SQL: The paper revealed that LCLMs lag behind specialized SQL pipelines in tasks requiring complex compositional reasoning. For example, Gemini 1.5 Pro attained an accuracy of 0.40 on Spider, compared to 0.74 by specialized models.
Many-Shot ICL: In ICL tasks, the LCLMs showcased a varying degree of success. For simpler tasks like BBH-date, performance scaled positively with the number of in-context examples; however, more complex reasoning tasks exhibited stagnation or even degradation in performance as examples scaled.

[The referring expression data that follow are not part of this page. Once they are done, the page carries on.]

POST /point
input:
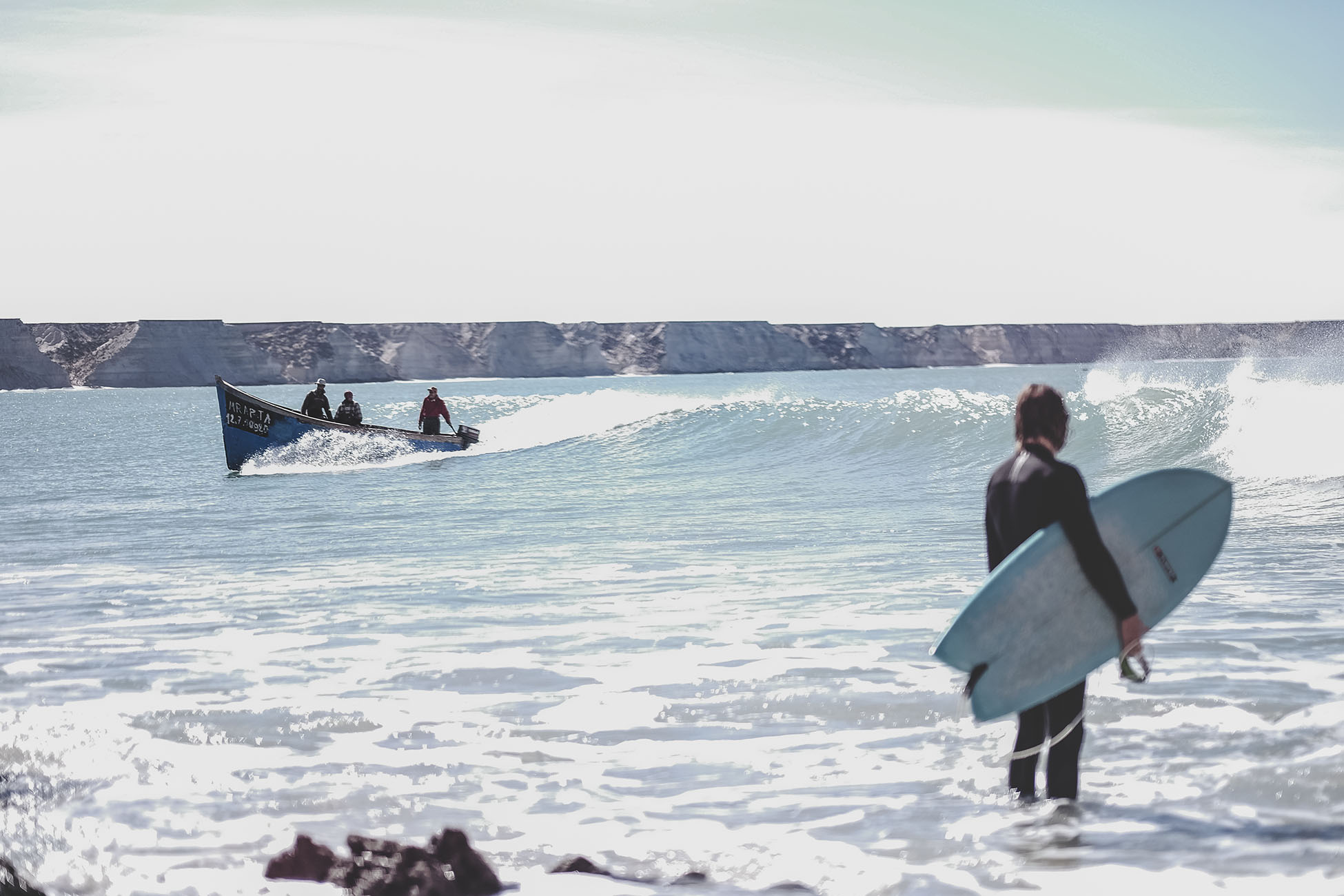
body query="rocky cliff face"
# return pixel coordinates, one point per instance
(191, 352)
(22, 362)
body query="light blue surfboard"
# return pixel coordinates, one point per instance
(1037, 622)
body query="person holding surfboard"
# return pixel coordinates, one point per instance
(1027, 492)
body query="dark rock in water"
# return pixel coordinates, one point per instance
(359, 844)
(580, 866)
(691, 877)
(14, 886)
(472, 873)
(407, 870)
(305, 860)
(386, 868)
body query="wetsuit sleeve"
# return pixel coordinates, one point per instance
(1077, 520)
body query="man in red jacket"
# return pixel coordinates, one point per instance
(430, 410)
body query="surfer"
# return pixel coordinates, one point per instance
(1028, 492)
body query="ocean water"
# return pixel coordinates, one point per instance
(671, 624)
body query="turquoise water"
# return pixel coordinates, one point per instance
(672, 624)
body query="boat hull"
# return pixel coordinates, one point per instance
(252, 425)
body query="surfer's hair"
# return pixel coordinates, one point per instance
(1042, 416)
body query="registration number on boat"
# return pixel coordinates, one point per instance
(247, 417)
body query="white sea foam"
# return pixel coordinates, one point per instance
(1283, 427)
(689, 661)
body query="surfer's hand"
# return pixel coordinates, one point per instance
(1132, 631)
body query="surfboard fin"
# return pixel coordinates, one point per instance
(972, 679)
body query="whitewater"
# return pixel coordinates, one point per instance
(671, 624)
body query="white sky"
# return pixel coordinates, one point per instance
(374, 168)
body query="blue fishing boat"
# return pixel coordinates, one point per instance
(252, 425)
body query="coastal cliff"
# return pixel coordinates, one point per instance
(156, 352)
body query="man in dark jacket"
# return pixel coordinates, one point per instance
(349, 411)
(1028, 492)
(430, 411)
(316, 403)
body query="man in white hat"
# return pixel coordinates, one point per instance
(316, 403)
(430, 411)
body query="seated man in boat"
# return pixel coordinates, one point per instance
(349, 411)
(316, 403)
(430, 411)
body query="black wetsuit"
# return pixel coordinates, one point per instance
(349, 413)
(1028, 492)
(316, 405)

Implications and Future Directions

Practical Implications: The ability of LCLMs to handle tasks traditionally managed by specialized models implies a significant potential for both simplification and unification of various NLP pipelines. This reduction in complexity could lead to broader usability and easier deployment of AI systems devoid of intricate, task-specific architectures.
Theoretical Implications: The paper underscores the importance of continued research on scaling context lengths. While LCLMs show promise, performance degradation at higher context lengths (e.g., one million tokens) suggests that current architectures might need further optimization in handling long contexts robustly.
Future Developments: Anticipated future directions include enhancing long-context reasoning capabilities and addressing efficiency concerns associated with encoding massive contexts. Potential advancements might involve optimizing the use of prefix-caching and investigating the application of LCLMs to even larger context windows—potentially scaling up to billions of tokens.

Conclusion

The utilization of LCLMs to perform tasks across retrieval, RAG, SQL-like querying, and many-shot ICL unifies various complex pipelines into a more simplified approach. Through the introduction of the LOFT benchmark, the paper illustrates that state-of-the-art LCLMs can rival or even surpass specialized models in multiple tasks, while also highlighting areas ripe for future research. The potential of LCLMs to supplant existing paradigms presents a transformative shift in the landscape of NLP, promising new applications and enhanced model capabilities. The journey of LCLMs is just beginning, with significant room for improvement and fascinating developments on the horizon.